White Rock, B.C. – Constantine Metal Resources Ltd. (TSX Venture- CEM) (“Constantine” or the “Company”) is pleased to announce that its non-brokered flow-through private placement of 1,500,000 common shares at a price of $0.20 per share for gross proceeds of $300,000 has closed. The shares are subject to a four-month plus one-day hold period from December 18, 2008 in accordance with applicable securities laws.
The proceeds from the sale of the flow-through shares will be used to fund exploration work on the Company’s Munro-Croesus Gold property in Ontario.
The Company’s Palmer project is a world class base metal exploration opportunity in a very accessible part of southeast Alaska. Constantine owns 100% of the Croesus Gold property, including the former Croesus Gold mine, consisting of 22 patented mining claims and leases (416 hectares), located 90 kilometers east of Timmins, Ontario and within the influence of the prolific Porcupine-Destor Deformation zone (PDDZ) that stretches between Timmins Ontario and Val’Dor Quebec.
Please visit the Company’s website (www.constantinemetals.com) for more detailed company and project information.

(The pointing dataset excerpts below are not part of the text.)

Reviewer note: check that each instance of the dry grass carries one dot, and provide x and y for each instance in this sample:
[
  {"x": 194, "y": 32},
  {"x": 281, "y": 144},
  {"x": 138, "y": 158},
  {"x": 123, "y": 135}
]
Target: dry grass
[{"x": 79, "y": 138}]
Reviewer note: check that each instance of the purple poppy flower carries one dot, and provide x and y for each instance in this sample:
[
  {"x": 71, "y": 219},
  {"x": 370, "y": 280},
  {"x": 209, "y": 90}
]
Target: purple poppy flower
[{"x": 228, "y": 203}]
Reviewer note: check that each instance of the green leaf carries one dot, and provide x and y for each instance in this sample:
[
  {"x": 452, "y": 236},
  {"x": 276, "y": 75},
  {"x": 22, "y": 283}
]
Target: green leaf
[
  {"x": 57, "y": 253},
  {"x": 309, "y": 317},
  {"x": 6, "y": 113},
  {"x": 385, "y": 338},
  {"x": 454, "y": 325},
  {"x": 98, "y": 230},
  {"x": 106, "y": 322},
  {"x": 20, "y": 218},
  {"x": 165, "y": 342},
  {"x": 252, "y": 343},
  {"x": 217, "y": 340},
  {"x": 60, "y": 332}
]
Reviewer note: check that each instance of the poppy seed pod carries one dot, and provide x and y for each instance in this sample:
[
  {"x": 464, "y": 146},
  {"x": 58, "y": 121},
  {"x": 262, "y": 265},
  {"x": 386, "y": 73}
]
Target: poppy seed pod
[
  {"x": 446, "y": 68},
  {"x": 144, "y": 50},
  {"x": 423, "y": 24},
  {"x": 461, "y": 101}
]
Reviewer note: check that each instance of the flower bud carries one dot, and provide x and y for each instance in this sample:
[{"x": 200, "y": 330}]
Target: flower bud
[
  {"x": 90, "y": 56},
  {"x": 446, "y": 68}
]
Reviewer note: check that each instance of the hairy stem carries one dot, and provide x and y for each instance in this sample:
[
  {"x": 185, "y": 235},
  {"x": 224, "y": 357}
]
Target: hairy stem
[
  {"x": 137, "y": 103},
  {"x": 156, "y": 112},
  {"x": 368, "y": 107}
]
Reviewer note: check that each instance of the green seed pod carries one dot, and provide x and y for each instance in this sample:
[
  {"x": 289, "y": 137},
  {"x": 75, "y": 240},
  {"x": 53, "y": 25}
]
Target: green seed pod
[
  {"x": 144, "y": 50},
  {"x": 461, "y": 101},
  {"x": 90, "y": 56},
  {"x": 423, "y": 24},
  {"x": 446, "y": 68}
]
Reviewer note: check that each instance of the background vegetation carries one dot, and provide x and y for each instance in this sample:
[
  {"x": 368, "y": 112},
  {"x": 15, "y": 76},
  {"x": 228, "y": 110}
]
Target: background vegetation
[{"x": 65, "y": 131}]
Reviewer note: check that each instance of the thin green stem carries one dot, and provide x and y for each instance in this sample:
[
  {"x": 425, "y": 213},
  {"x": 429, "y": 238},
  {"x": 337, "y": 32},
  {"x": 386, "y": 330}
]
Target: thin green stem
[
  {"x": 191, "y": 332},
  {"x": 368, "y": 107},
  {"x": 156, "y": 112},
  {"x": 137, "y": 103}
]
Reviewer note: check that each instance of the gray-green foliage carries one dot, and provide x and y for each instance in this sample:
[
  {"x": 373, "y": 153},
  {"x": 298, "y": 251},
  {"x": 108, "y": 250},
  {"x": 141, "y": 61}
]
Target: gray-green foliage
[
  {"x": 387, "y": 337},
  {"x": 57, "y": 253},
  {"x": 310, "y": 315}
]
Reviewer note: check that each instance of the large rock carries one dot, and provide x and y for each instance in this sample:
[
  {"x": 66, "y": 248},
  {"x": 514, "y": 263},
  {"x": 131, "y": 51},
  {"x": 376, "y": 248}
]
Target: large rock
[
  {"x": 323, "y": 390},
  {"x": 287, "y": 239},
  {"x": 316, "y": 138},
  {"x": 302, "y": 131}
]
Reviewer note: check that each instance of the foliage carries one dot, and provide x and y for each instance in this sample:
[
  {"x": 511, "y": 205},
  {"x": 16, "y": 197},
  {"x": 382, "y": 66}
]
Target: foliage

Aris Morfopoulos, Chief Financial Officer
Telephone: (604) 629-2348
The TSX Venture Exchange does not accept responsibility for the adequacy or accuracy of this release. No stock exchange, securities commission or other regulatory authority has approved or disapproved the information contained herein. The news release includes certain “forward-looking statements”. All statements other than statements of historical fact included in this release, including, without limitation, statements regarding potential mineralization, exploration results and future plans and objectives of Constantine are forward-looking statements that involve various risks and uncertainties. There can be no assurance that such statements will prove to be accurate and actual results and future events could differ materially from those anticipated in such statements. Important factors that could cause actual results to differ materially from Constantine’s expectations are exploration risks detailed herein and from time to time in the filings made by Constantine with securities regulators.